When playing back 3D video, the playback control unit 7 issues a read request that instructs the BD-ROM drive 1 to read out the 2D/left-view AV stream and the right-view AV stream alternately on a per-extent basis. The BD-ROM drive 1 reads out extents constituting the 2D/left-view AV stream into the read buffer 2a, and reads out extents constituting the right-view AV stream into the read buffer 2b. When playing back 3D video, the BD-ROM drive 1 should have a higher reading speed than when playing back 2D video, since it is necessary to read out both the 2D/left-view AV stream and the right-view AV stream simultaneously.
The read buffer 2a is a buffer that may be realized by, for example, a dual-port memory, and stores data of the 2D/left-view AV stream read out by the BD-ROM drive 1.
The read buffer 2b is a buffer that may be realized by, for example, a dual-port memory, and stores data of the right-view AV stream read out by the BD-ROM drive 1.

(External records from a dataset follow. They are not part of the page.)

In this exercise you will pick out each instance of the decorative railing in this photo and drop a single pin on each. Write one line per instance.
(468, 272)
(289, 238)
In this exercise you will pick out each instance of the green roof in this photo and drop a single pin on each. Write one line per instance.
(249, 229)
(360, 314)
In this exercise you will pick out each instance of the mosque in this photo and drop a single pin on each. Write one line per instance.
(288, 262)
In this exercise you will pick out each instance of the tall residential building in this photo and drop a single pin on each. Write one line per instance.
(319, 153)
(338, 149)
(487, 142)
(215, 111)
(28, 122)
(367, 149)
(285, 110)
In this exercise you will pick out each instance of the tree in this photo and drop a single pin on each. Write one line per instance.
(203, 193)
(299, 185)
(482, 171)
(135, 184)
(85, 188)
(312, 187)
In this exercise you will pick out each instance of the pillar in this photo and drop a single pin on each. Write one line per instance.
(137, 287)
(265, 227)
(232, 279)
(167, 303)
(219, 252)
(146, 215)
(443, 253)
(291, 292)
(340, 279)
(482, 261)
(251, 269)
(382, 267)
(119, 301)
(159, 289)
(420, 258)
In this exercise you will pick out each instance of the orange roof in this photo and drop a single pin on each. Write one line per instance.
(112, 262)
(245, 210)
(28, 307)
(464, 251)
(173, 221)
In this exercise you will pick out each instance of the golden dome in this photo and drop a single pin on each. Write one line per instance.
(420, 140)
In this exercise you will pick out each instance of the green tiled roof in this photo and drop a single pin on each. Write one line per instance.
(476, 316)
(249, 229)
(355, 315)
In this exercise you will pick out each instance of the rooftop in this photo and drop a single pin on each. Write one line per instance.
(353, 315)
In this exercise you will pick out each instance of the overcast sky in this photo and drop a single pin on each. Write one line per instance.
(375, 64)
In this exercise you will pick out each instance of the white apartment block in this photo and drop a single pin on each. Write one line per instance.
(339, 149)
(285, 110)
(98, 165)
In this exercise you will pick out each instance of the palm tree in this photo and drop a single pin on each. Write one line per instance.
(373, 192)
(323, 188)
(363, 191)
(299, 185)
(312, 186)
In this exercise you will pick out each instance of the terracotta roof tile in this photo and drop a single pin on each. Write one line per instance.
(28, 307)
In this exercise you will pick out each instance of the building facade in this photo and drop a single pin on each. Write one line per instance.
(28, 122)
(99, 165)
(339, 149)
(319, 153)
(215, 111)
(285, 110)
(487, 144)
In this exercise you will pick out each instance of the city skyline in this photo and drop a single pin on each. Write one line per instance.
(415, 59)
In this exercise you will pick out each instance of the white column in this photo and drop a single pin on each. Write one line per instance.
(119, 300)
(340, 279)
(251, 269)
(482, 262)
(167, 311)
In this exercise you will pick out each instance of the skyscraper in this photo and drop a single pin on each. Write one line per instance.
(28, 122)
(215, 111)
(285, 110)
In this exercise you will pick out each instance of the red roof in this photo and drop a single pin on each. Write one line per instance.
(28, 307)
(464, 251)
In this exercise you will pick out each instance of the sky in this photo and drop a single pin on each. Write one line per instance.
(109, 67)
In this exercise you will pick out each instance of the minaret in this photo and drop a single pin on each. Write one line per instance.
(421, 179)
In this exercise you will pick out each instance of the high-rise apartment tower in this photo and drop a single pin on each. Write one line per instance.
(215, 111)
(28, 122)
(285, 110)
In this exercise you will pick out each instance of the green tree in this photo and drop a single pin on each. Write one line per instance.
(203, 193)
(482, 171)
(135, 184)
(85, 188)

The switch 3 is used to switch the source of data to be input into the read buffers, between the BD-ROM drive 1 and the local storage 18.
The system target decoder 4 decodes the streams by performing demultiplexing processing on the source packets read out into the read buffers 2a and 2b.
The plane memory set 5a is composed of a plurality of plane memories. The plane memories include a left-view video plane, a right-view video plane, a secondary video plane, an interactive graphics plane (IG plane), and a presentation graphics plane (PG plane).
The plane composition unit 5b instantaneously superimposes images in the left-view video plane, right-view video plane, secondary video plane, IG plane, PG plane, and GFX plane, and displays the superimposed images onto a screen such as a TV screen. In displaying such superimposed images, the plane composition unit 5b crops the images in a set of the secondary video plane, PG plane, and IG plane for the left view and the right view alternately, and composites the cropped images with the left- or right-view video plane. The composited images are transferred to the GFX plane for superimposition processing.
The plane composition unit 5b crops graphics in the IG plane for the left view and the right view alternately, by using the offset information specified by the API, and outputs, to the television, an image generated by superimposing the images in the left- or right-view video plane, the secondary video plane, the PG plane, and the IG plane.
The superimposed image is output to the television or the like in compliance with the 3D method. When it is necessary to play back the left-view images and the right-view images alternately by using the shutter glasses, the images are output as they are. When the superimposed images are output to, for example, a television with a lenticular lens, left- and right-view images are transferred and stored into a temporary buffer in this order; once the two images have been stored, they are output simultaneously.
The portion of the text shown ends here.